Santa María, mujer de frontera, gracias por tu ubicación junto a la cruz de Jesús. Izada fuera de la población, esa cruz sintetiza las periferias de la historia y es el símbolo de todas las marginaciones de la tierra, pero también es lugar de frontera, donde el futuro se introduce en el presente, anegándolo de esperanza. Es la esperanza que necesitamos.
Ponte, pues, a nuestro lado. Vivimos una época de transición.
Estamos viendo las piedras terminales de nuestras seculares civilizaciones.
Apiñados en las encrucijadas, nos sentimos protagonistas de un dramático tránsito de época, casi de una era geológica a otra.
Las «cosas nuevas» con las que nos obligan a hacer cuentas las masas de los pobres, de los oprimidos, de los refugiados, de los hombres de color y de todos los que perturban nuestras viejas reglas del juego, nos hacen temblar.
Para defendernos de marroquíes y de negros, fortalecemos los cordones de seguridad. Total que, a pesar de tanta palabrería sobre nuestras panorámicas multirraciales, estamos más tentados de cerrar las fronteras que de abrirlas. Por eso te necesitamos, para que la esperanza prevalezca y no nos colapse un trágico «shock» del futuro.
Santa María, mujer de frontera, hay una expresión muy dulce con la que la antigua tradición cristiana, expresando esta ubicación tuya en los extremos confines de la tierra, te invoca, «puerta del cielo».

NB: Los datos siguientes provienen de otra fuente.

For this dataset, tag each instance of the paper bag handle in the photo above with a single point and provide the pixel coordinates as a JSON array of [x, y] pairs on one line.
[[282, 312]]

Así pues, en la hora de la muerte, como hiciste con Jesús, párate junto a nuestra soledad. Vigila nuestras agonías. No te vayas de nuestro lado.
Danos tu mano en la última línea que separa el destierro de la patria.
Porque, si tú estás en el límite decisivo de nuestra salvación, pasaremos la frontera. Aunque no tengamos pasaporte.